An Iranian immigrant, Hashemian finished her undergraduate degree in Iran, majoring in Computer Science. But when she sought to continue her education, she began looking at programs in the US. “The education system in Iran is pretty dry,” Hashemian explains. An accomplished photographer, Hashemian was interested in pursuing something more creative. When she heard about the Graduate Interactive Media Program at USC, it seemed like a perfect match. “It has the science and technology aspect, and also at the same time it’s something artistic.”
At USC, she was taken under the wing of Marientina Gotsis, Assistant Professor of Research and Director of the Creative Media and Behavioral Health Center, where Hashemian now works as a Visiting Scholar. In Gotsis’ lab, Hashemian worked on innovative projects aimed at promoting health and wellness. These included Virtual Sprouts, a collaborative effort with local schools aimed primarily at low-income children. Through the adventures of a ladybug named Dottie, players complete fun quests that simultaneously teach them how to eat well.

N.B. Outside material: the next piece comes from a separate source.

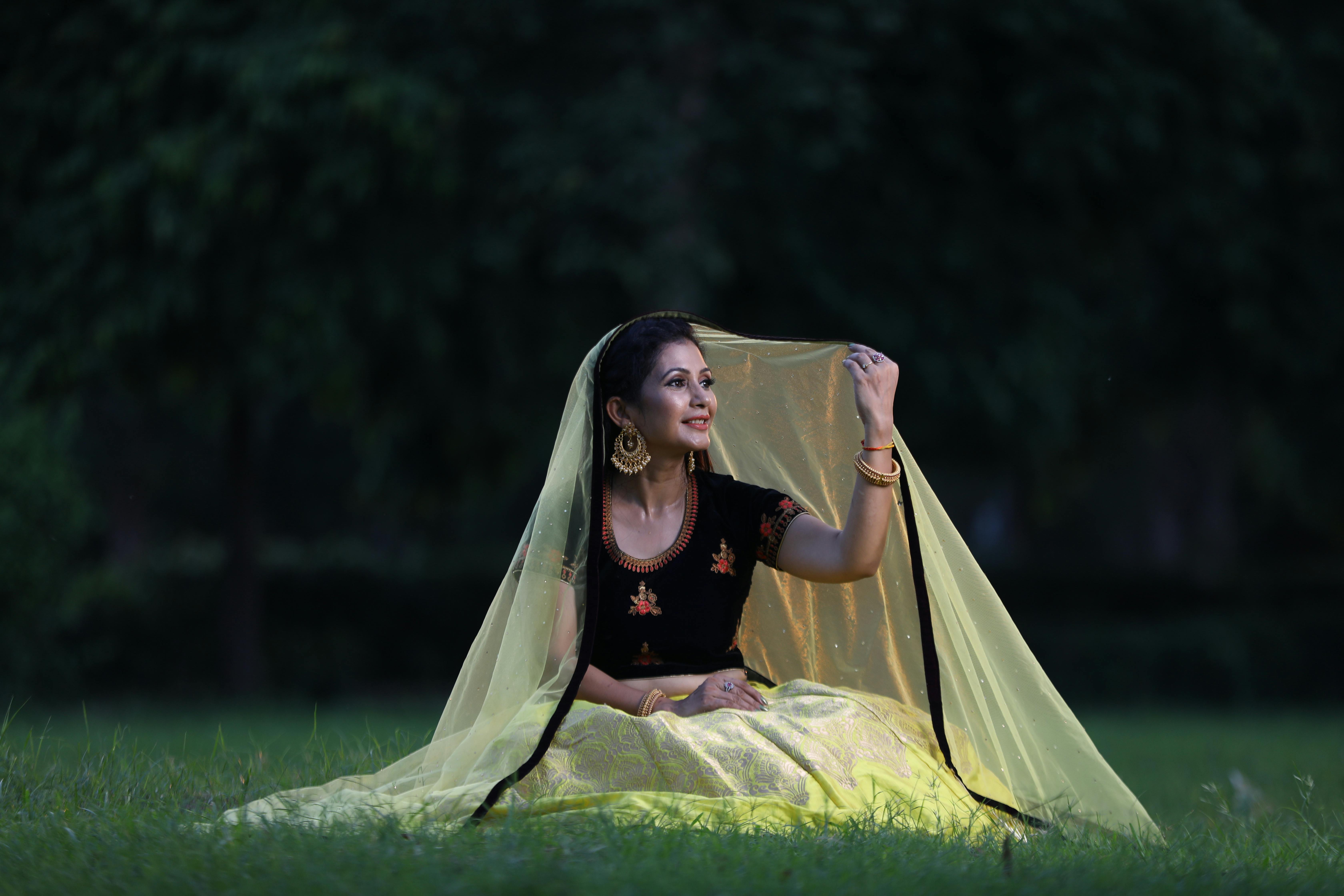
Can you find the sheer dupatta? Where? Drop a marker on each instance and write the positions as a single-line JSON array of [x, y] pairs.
[[928, 631]]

Hashemian's thesis took yet another innovative approach to helping children. In The Adventures Dreaming Highflying Dragon, a full body driven game designed for the Xbox Connect and aimed at children with ADHD, players are brought into the world of a little dragon who’s not very popular because he’s a little bit clumsy, forgetful, and easily distracted. When a big bad dragon threatens his village, the little dragon must become a hero by gaining the skills to defeat him. These tasks allow players to practice the motor and cognitive skills that can help them manage their ADHD.
For Hashemian, winning the award means more than just recognition for her body of work. It is also a validation of sorts. Although her family has always been supportive and championed her efforts to follow her dreams, “I come from a culture and background where it’s not easy to be an entrepreneurial woman. It’s a great benefit for me to be in a society where it’s okay to be recognized [for your work], to be encouraged by other people, to be told you can do it.” If her achievements are any indication, she certainly can.